Low K levels also impact the effectiveness of nitrogen applications. Wilson explains that nitrogen and K are closely linked. "If your soils are short on K, you will probably have to apply more nitrogen to get the result you want."
Low soil K levels can also impact soybean profitability–not only in yield, but also in the form of extra fungicide applications. Wilson cites a recent Iowa State University study finding that the incidence of soybean diseases tends to drop off as soil test levels of K increase to optimum levels. "If a plant is well fed, it's more likely to be healthy," says Wilson. "If we're coming up short on fertility on our soybean crop, you could make the argument that maybe fungicide applications are covering for a lack of fertility."
Wilson sees the problem of declining soil P and K levels the result of increasing yields and more expensive fertilizer. Corn and soybean crops are removing more P, K and other nutrients from the soil as yields increase. However, many farmers aren't responding by maintaining their base fertility (see chart).
Wilson understands farmers can only apply what they can afford. "Nevertheless, it's more important than ever to understand the importance of maintaining base fertility to avoid 'overdraft fees' and set themselves up for long-term success."
The most valuable first step toward ideal fertilizer management is regimented soil tests. "If you're not soil testing, you really have no idea what's going on in your fields," he explains. Soil test information can help identify places where fertilizer costs can be reduced and redistributed to areas of greater need.

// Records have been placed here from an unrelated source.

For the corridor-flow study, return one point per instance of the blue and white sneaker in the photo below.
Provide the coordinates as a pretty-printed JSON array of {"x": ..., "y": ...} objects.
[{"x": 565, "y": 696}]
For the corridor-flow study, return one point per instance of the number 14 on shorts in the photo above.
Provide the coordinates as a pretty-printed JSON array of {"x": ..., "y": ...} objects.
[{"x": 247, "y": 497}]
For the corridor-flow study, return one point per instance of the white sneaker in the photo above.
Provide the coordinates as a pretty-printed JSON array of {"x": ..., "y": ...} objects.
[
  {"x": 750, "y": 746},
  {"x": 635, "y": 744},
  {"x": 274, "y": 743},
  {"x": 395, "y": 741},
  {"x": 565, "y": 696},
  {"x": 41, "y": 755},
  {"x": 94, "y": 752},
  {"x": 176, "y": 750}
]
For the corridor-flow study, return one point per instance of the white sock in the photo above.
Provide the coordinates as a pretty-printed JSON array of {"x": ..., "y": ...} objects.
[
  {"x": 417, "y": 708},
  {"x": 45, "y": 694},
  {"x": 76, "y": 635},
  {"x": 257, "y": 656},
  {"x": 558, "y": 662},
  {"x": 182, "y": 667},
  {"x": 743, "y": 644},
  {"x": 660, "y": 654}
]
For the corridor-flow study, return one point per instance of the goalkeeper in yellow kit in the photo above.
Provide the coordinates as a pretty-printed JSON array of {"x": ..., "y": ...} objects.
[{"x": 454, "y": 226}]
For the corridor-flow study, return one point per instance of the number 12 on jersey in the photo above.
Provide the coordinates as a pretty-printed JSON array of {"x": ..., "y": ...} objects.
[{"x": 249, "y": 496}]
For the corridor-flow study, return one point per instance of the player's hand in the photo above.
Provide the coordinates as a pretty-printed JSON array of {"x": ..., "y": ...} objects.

Wilson adds, "If money is tight, rather than having all your acres soil sampled every four years, consider spreading out the costs by having a fourth of the acreage sampled each year.
"While ideally you will want to over apply P and K to build a buffer in your soils, if your budget doesn't allow for this, at minimum, you've got to put back what your crop took off.
"With lower grain prices and higher input costs, it's more critical now than ever to avoid as many surprise 'overdraft fees' as possible," says Wilson.